Sous les commandes de ce gouvernement provisoire nous avons eu droit à : Des résultats économiques catastrophiques (le déficit commercial atteint 6,3 milliards de dinars), un tourisme sinistré, une flambée des prix, en passant par des pénuries d'eau et d'électricité généralisées qui affaiblissent des régions déjà en grande difficulté. Nous avons été étonnés aussi par le grand retour de «milices» aujourd'hui sous l'étiquette salafiste qui appellent au meurtre et qui ne reconnaissent aucune loi si ce n'est les leurs. D'autres faits ont suscité notre indignation : Tout d'abord l'affaire Nessma où la victime est inculpée et les agresseurs presque « félicités ». Mais également, l'indemnisation des islamistes emprisonnés sous la « dictature » a réveillé la colère de la rue. Plus récemment cette fois, les limogeages en masse dans la fonction publique ne sont pas passés inaperçus. Nous avons également eu droit à l'affaire des facultés de la Manouba et de Sousse assiégés des mois durant sans que le gouvernement en place ne daigne réagir. Surpris aussi par la venue de prédicateurs étrangers extrémistes dont le premier prônait l'excision et l'autre voyait en la démocratie quelque chose de ‘'hram''. Enfin, on a eu droit dernièrement à la reconsidération des bureaux d'Ennahda au même titre que celui attribué aux mosquées, dixit le ministre des Affaires religieuses. Tout cela, pendant que certaines de nos mosquées sont utilisées à des fins politiciennes et que d'autres tombent sous la coupe des radicaux. L'insécurité criante et les interdictions de manifester, sont des symptômes qui ne trompent pas, à cela on peut aujourd'hui ajouter de nombreuses révoltes (Sidi Bouzid), et des grèves à répétition à travers l'ensemble du pays.
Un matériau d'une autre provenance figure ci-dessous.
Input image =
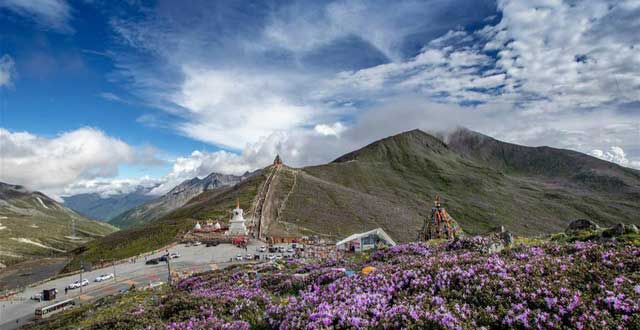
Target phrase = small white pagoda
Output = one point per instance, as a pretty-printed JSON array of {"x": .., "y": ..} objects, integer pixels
[{"x": 236, "y": 225}]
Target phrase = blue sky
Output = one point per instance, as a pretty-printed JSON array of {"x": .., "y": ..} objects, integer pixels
[{"x": 104, "y": 96}]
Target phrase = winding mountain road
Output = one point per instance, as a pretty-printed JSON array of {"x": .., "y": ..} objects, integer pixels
[{"x": 20, "y": 309}]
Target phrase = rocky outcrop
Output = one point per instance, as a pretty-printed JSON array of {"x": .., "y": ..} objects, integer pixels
[
  {"x": 581, "y": 224},
  {"x": 619, "y": 230}
]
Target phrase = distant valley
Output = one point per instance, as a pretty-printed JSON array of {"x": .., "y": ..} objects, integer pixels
[
  {"x": 390, "y": 183},
  {"x": 104, "y": 208},
  {"x": 175, "y": 198},
  {"x": 33, "y": 225}
]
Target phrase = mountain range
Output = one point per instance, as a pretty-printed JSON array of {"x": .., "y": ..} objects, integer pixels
[
  {"x": 104, "y": 208},
  {"x": 33, "y": 225},
  {"x": 391, "y": 184},
  {"x": 175, "y": 198}
]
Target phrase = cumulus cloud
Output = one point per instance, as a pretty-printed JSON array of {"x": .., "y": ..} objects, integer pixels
[
  {"x": 333, "y": 129},
  {"x": 7, "y": 70},
  {"x": 558, "y": 73},
  {"x": 54, "y": 14},
  {"x": 615, "y": 155},
  {"x": 235, "y": 108},
  {"x": 109, "y": 187},
  {"x": 51, "y": 164}
]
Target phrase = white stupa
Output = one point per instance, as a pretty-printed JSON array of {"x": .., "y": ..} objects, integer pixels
[{"x": 236, "y": 225}]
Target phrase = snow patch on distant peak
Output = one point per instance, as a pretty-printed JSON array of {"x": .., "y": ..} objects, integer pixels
[
  {"x": 42, "y": 203},
  {"x": 28, "y": 241}
]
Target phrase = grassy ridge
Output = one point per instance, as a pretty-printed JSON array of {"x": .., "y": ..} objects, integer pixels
[
  {"x": 214, "y": 204},
  {"x": 33, "y": 225}
]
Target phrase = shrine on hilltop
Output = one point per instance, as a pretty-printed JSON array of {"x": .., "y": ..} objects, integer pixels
[{"x": 440, "y": 225}]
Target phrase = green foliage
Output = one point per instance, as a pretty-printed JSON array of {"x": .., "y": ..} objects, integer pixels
[{"x": 129, "y": 242}]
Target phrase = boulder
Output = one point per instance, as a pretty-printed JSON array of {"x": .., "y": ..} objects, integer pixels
[
  {"x": 581, "y": 224},
  {"x": 616, "y": 230}
]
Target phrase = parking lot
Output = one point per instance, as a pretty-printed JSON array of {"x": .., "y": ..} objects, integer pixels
[{"x": 20, "y": 308}]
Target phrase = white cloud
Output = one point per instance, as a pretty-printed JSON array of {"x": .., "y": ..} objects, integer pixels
[
  {"x": 233, "y": 109},
  {"x": 615, "y": 155},
  {"x": 7, "y": 70},
  {"x": 51, "y": 164},
  {"x": 555, "y": 73},
  {"x": 110, "y": 97},
  {"x": 334, "y": 129},
  {"x": 54, "y": 14},
  {"x": 108, "y": 187}
]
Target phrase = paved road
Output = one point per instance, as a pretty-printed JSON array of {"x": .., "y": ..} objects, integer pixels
[{"x": 193, "y": 259}]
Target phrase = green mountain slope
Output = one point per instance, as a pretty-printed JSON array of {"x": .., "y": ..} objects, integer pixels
[
  {"x": 391, "y": 184},
  {"x": 34, "y": 225},
  {"x": 211, "y": 204},
  {"x": 177, "y": 197},
  {"x": 104, "y": 208}
]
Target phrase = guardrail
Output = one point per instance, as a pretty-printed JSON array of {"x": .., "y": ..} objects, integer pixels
[{"x": 10, "y": 293}]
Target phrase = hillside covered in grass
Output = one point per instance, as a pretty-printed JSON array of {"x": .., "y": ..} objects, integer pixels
[
  {"x": 212, "y": 204},
  {"x": 484, "y": 182},
  {"x": 455, "y": 285},
  {"x": 32, "y": 225},
  {"x": 391, "y": 184}
]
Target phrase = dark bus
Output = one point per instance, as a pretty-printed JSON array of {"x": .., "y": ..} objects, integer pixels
[{"x": 46, "y": 311}]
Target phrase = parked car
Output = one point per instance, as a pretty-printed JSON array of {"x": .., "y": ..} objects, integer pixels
[
  {"x": 78, "y": 284},
  {"x": 104, "y": 277}
]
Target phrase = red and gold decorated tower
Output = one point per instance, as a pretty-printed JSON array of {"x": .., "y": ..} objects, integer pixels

Chronique d'une mort annoncée
La note de la Tunisie a été dégradée, le gouverneur de la Banque Centrale Tunisienne a été limogé, le ramadan aidant le tout, la diversion est assurée. En attendant, un Iftar est organisé pour 1300 personnes. C'est bien connu, l'on attend toujours l'été où les périodes de fêtes, pour faire passer des lois impopulaires, c'est ainsi que la femme se retrouve complément de l'homme et que le projet de loi relatif à l'indépendance de la justice est bloqué. La définition d'une dictature d'Assemblée s'établit par une concentration des trois pouvoirs entre les mêmes mains. Elle se justifie par les élections du 23 Octobre, transparentes et légitimes, la dictature du peuple donc. Bon courage pour la déloger.